Other managers are finding value away from the AI infrastructure theme. Malcolm MacColl, manager of Monks Investment Trust, argued that investors have wrongly labelled some businesses as "AI losers".

Samsara, which helps utilities, logistics and construction companies manage physical assets, is one example. Its shares have fallen sharply despite what MacColl described as a strengthening position as it integrates AI into its offering.

MacColl also pointed to spending on electrification, reshoring, defence and energy infrastructure, which he said is creating bottlenecks benefiting companies tied to scarce physical assets, including Freeport-McMoRan, EQT and Tidewater, alongside Medpace, Medline and Ensign in healthcare, a sector he called "all but forgotten".

"The intensity of the market's focus on AI has cast a long shadow. We think that shadow is where much of the value now lies," he said.

Monks currently has 57.4% in North American equities.

Murray International has also added new US positions this year.

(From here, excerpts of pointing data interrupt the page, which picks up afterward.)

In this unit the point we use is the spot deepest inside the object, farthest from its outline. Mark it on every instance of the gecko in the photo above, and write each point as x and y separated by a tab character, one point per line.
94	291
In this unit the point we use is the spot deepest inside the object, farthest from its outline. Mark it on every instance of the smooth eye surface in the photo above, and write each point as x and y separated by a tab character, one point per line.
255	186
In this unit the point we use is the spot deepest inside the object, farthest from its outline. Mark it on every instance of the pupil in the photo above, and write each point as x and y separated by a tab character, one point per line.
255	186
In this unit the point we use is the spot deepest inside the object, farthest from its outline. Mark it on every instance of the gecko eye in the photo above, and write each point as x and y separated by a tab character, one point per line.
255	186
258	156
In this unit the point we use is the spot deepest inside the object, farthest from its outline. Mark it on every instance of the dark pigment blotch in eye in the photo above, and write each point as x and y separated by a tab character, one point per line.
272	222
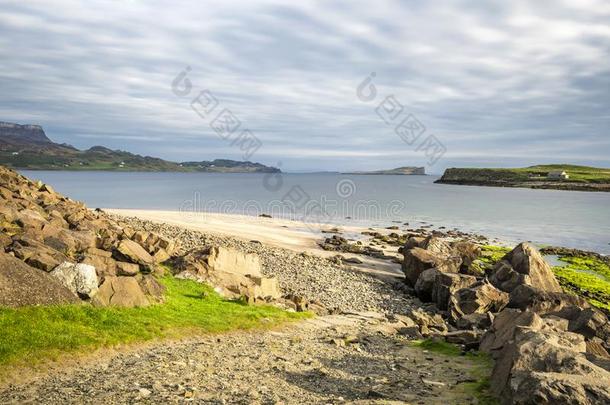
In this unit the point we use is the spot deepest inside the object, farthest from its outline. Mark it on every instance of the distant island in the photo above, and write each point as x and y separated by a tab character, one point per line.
404	171
28	147
555	176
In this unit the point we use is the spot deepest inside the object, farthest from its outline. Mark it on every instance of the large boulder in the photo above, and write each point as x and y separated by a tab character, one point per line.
79	278
22	285
233	273
121	292
524	265
546	367
135	253
417	260
477	299
425	284
528	297
447	284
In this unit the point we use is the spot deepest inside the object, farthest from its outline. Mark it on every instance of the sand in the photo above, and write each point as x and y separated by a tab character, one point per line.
283	233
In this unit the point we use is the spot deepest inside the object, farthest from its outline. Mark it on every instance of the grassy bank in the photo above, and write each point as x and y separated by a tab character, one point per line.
478	364
33	334
586	276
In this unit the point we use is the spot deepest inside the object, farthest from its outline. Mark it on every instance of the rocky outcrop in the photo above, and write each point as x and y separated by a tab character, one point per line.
524	265
21	285
550	347
80	278
80	249
539	361
233	273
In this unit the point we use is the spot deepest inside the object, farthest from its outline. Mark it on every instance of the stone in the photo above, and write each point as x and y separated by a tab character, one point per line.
22	285
121	292
79	278
546	367
524	265
154	290
161	256
503	328
104	265
135	253
446	285
528	297
469	338
480	298
417	260
425	284
126	269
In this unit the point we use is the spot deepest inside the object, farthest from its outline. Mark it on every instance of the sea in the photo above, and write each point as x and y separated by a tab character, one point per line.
505	215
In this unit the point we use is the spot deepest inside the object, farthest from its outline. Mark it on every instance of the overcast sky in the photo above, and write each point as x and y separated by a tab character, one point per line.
498	83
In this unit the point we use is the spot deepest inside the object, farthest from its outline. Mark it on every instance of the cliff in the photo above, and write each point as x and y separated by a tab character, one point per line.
28	147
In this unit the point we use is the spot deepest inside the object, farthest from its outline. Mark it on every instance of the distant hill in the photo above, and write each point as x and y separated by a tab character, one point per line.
554	176
28	147
405	171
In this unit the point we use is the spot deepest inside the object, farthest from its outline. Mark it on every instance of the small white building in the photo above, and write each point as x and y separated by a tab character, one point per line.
558	175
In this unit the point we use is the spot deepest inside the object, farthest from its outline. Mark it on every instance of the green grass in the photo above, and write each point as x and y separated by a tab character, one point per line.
578	174
493	254
30	335
586	276
480	366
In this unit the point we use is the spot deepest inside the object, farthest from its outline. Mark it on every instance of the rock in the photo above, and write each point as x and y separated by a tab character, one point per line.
527	297
524	265
468	251
104	265
447	284
480	298
233	261
22	285
120	292
161	256
591	322
79	278
417	260
135	253
503	328
127	269
469	338
152	288
475	321
425	284
546	367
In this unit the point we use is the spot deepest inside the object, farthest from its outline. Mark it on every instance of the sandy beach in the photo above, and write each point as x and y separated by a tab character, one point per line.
282	233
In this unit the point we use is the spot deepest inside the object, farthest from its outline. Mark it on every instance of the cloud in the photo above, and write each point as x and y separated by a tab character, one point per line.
509	82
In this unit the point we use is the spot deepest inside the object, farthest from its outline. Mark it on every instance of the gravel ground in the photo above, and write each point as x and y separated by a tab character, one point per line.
315	278
328	360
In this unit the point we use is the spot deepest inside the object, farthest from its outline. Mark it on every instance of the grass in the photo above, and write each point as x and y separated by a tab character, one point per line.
588	277
493	254
31	335
480	368
578	174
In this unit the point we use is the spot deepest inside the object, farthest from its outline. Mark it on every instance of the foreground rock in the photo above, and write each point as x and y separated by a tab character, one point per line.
84	251
549	347
524	265
22	285
329	360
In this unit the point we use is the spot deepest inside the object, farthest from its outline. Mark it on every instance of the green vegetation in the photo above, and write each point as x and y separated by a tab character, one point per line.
588	277
30	335
493	254
580	177
479	364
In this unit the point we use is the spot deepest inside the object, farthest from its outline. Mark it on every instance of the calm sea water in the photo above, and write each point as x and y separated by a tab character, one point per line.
571	219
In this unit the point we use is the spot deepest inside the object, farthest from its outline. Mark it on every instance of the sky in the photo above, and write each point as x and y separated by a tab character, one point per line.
492	83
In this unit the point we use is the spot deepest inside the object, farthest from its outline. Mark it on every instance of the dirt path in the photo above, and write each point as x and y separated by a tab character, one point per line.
333	359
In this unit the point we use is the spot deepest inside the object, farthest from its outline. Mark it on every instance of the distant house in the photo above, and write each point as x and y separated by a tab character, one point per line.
558	175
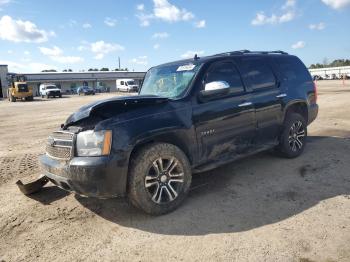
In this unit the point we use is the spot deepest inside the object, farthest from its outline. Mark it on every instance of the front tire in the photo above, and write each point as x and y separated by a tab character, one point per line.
293	137
159	178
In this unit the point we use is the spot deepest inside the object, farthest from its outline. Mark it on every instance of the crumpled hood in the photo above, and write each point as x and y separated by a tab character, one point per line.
117	104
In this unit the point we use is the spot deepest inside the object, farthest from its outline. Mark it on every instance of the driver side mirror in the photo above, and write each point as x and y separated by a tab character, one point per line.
214	90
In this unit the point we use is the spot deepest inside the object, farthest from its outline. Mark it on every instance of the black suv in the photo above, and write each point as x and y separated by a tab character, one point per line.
190	116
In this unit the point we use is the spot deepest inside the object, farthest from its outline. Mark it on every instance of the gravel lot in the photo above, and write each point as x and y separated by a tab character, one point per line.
263	208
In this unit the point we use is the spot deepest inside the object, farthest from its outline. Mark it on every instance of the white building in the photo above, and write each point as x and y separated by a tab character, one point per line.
68	80
3	81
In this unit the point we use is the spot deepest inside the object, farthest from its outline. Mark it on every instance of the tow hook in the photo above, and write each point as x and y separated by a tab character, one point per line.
32	187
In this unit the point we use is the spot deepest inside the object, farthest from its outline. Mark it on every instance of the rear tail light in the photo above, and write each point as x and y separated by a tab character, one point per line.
315	91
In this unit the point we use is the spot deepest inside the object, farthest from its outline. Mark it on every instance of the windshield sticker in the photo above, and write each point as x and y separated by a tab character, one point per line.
186	67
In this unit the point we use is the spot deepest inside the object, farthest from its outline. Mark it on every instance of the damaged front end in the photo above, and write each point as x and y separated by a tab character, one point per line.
32	187
79	157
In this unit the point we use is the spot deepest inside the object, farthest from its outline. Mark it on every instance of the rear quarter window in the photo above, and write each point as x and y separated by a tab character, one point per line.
292	69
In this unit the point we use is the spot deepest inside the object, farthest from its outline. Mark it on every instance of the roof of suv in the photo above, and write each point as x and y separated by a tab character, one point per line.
226	54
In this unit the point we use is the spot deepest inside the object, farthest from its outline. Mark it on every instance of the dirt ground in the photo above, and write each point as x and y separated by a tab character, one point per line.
263	208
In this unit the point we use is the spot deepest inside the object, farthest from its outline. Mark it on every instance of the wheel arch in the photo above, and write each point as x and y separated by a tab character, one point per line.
297	106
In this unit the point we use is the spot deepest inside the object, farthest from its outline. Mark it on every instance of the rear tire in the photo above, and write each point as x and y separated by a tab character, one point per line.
293	136
159	178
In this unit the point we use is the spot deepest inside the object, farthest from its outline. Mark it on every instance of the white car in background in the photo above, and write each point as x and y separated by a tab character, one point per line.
127	85
47	90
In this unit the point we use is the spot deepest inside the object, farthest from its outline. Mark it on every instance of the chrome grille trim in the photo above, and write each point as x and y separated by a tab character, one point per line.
60	145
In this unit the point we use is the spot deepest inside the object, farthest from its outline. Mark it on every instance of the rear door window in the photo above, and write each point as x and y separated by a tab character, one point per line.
226	72
257	73
292	69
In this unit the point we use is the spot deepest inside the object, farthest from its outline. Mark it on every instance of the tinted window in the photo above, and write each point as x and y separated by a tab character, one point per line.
228	73
258	73
292	68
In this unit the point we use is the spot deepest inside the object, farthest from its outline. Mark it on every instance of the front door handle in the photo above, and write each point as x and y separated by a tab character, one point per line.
281	95
245	104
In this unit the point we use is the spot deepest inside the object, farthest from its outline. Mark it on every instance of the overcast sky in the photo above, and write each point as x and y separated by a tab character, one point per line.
37	35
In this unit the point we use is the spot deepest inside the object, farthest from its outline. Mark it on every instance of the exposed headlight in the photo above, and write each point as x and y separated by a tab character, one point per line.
90	143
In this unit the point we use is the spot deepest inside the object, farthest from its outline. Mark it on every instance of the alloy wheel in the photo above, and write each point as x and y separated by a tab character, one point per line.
164	180
296	136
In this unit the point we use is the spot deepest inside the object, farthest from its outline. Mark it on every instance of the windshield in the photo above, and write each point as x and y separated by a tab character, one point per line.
169	81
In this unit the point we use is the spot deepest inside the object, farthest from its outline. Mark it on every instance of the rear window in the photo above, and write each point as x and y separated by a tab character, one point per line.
292	68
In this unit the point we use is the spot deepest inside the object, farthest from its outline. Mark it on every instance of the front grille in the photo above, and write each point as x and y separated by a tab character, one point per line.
60	145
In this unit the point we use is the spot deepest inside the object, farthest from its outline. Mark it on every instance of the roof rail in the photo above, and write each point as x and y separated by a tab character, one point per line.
242	52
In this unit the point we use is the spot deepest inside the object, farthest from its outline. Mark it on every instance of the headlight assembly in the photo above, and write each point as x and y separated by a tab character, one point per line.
91	143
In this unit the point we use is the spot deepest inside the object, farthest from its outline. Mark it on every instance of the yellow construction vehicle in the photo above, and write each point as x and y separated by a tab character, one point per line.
18	88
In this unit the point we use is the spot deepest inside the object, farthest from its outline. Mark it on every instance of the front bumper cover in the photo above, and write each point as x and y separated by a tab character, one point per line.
101	177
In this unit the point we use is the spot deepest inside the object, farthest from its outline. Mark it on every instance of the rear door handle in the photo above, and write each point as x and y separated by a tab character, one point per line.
245	104
281	95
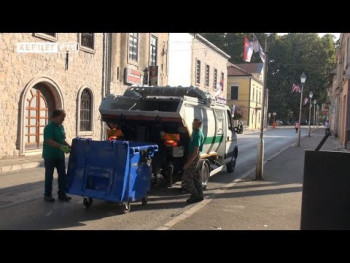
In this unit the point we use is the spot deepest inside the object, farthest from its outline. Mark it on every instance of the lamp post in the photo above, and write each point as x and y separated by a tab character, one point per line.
315	113
259	171
302	80
310	96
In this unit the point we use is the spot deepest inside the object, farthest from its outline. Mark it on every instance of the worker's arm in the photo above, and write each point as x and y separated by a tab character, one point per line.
52	143
67	144
192	157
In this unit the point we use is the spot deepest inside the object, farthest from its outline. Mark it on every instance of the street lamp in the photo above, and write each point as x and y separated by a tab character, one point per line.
315	113
302	80
310	96
274	119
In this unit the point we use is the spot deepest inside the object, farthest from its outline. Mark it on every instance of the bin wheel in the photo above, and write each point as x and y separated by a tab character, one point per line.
87	202
144	200
126	208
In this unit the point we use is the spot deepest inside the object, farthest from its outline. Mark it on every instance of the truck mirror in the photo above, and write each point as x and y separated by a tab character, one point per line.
238	129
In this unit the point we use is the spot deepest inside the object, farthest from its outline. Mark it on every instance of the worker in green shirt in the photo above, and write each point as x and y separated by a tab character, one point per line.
191	178
54	148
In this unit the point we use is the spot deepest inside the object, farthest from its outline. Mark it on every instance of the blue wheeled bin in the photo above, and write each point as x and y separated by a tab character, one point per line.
116	171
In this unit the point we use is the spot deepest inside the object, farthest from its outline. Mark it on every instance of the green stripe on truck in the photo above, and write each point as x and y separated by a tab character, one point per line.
212	140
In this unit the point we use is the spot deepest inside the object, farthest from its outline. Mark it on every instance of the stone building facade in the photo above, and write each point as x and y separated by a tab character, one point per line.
138	59
194	61
32	84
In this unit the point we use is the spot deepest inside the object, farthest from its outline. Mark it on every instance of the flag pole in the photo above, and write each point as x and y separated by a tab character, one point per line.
260	148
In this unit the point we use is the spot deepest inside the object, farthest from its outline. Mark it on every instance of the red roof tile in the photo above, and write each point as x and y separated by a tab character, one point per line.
251	67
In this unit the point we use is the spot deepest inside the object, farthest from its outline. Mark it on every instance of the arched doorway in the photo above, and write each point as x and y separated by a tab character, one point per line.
39	102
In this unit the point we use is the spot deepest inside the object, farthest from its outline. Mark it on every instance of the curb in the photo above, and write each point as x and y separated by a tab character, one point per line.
19	167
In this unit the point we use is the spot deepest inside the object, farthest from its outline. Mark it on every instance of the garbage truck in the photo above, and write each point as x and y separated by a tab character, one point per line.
164	115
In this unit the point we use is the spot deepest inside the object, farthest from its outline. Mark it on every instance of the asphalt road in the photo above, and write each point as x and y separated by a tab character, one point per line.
22	205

Fitzpatrick said the trust initiated a stake in ONEOK, a midstream natural gas operator, in May 2026, funded by trimming its holding in global miner BHP. ONEOK carries a 5% dividend yield and the switch reduced the trust's direct commodity exposure after a strong run in mining shares.

The trust also bought into Union Pacific, which Fitzpatrick called "one of the highest quality rail operators in North America". She noted a potential combination with Norfolk Southern could offer further upside, though she views the rail operator as a sound holding on a standalone basis.

Connaghan questioned whether the US can keep expanding its share of global equity markets. He pointed to a widening gap between the country's market capitalisation and its share of the real global economy.

Passive investment flows, he warned, may be amplifying concentration in a small number of mega-cap stocks while weakening price discovery. He also warned about a 'K-shaped' economy, where strong corporate performance has diverged from softer consumer spending, alongside the US's continued reliance on foreign capital to support its equity market and fiscal position.

"History provides a cautionary parallel – Japan once represented an outsized share of global equity markets at its peak before experiencing a prolonged period of decline," Connaghan finished.

"Taken together, while there are compelling reasons for continued US leadership, the interaction between concentration, valuation, structural imbalances and the reinforcing effects of passive investing suggests that the current level of growth and scale of dominance may prove difficult to sustain indefinitely."